Precondition: self.counter points at the charcter after the &
Postcondition: self.counter points at the character after the ;
"""
char = self.input[self.counter]
entity = ['&']
while char != ';':
entity.append(char)
char = self.__next_char()
entity.append(';')
self.counter += 1
return ''.join(entity)
def __open_tag(self):
"""Return an open/close tag token.
Precondition: self.counter points at the first character of the tag name
Postcondition: self.counter points at the character after the <tag>
"""
char = self.input[self.counter]
tag = []
rest = []
while char != '>' and char != ' ':
tag.append(char)
char = self.__next_char()
while char != '>':
rest.append(char)
char = self.__next_char()
if self.input[self.counter - 1] == '/':
self.counter += 1
return SelfClosingTag( ''.join(tag), ''.join(rest) )
else:
self.counter += 1
return OpenTag( ''.join(tag), ''.join(rest) )
def __close_tag(self):
"""Return an open/close tag token.
Precondition: self.counter points at the first character of the tag name
Postcondition: self.counter points at the character after the <tag>
"""
char = self.input[self.counter]
tag = []
while char != '>':
tag.append(char)
char = self.__next_char()
self.counter += 1
return CloseTag( ''.join(tag) )
def truncate(str, target_len, ellipsis = ''):
"""Returns a copy of str truncated to target_len characters,
preserving HTML markup (which does not count towards the length).

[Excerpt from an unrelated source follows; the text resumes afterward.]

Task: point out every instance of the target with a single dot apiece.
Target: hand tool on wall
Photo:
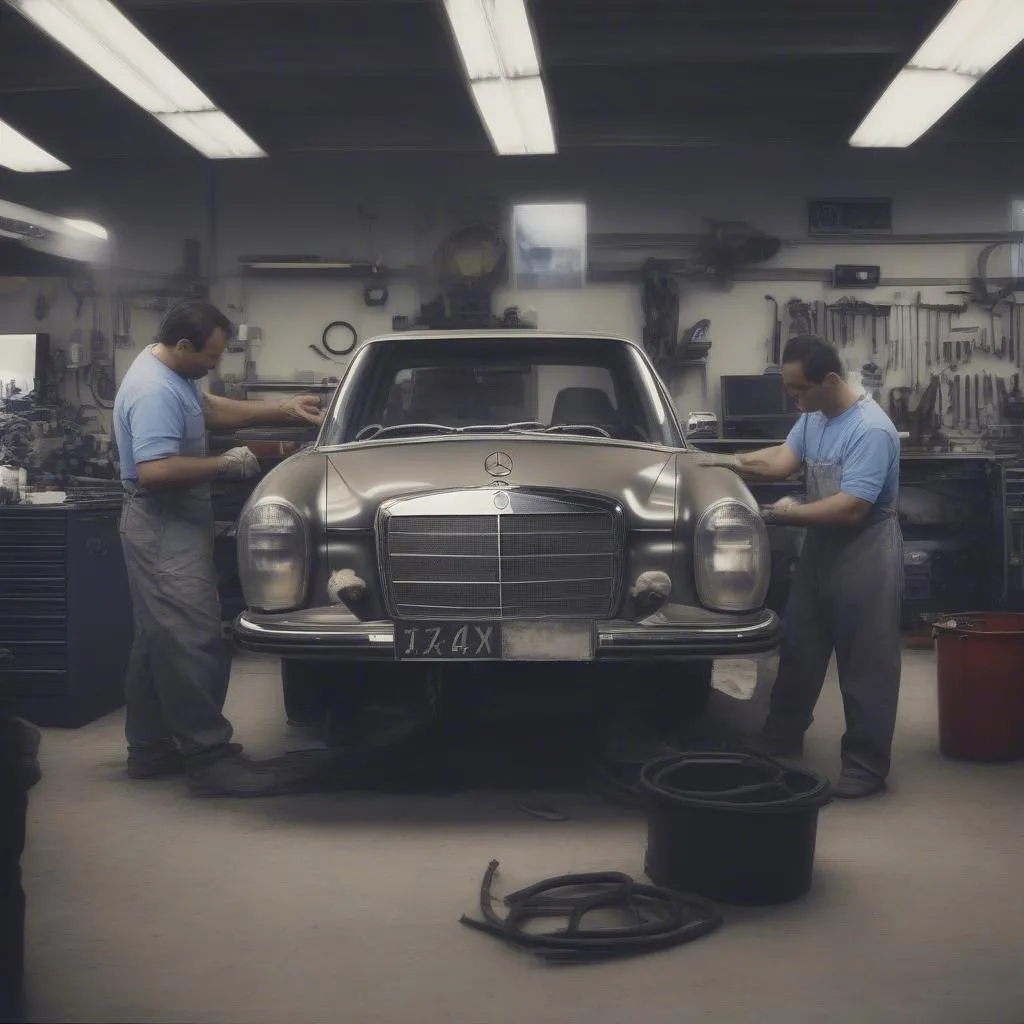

Any tags that would be left open by truncation will be closed at
the end of the returned string. Optionally append ellipsis if
the string was truncated."""
stack = [] # open tags are pushed on here, then popped when the matching close tag is found
retval = [] # string to be returned
length = 0 # number of characters (not counting markup) placed in retval so far
tokens = Tokenizer(str)
tok = tokens.next_token()
while tok != END and length < target_len:
if tok.__class__.__name__ == 'OpenTag':
stack.append(tok)
retval.append( tok.as_string() )
elif tok.__class__.__name__ == 'CloseTag':
if stack[-1].tag == tok.tag:
stack.pop()
retval.append( tok.as_string() )
else:
raise UnbalancedError( tok.as_string() )
elif tok.__class__.__name__ == 'SelfClosingTag':
retval.append( tok.as_string() )
else:
retval.append(tok)
length += 1
tok = tokens.next_token()
while len(stack) > 0:
tok = CloseTag( stack.pop().tag )
retval.append( tok.as_string() )
if length == target_len:
return ''.join(retval) + ellipsis
else:
return ''.join(retval)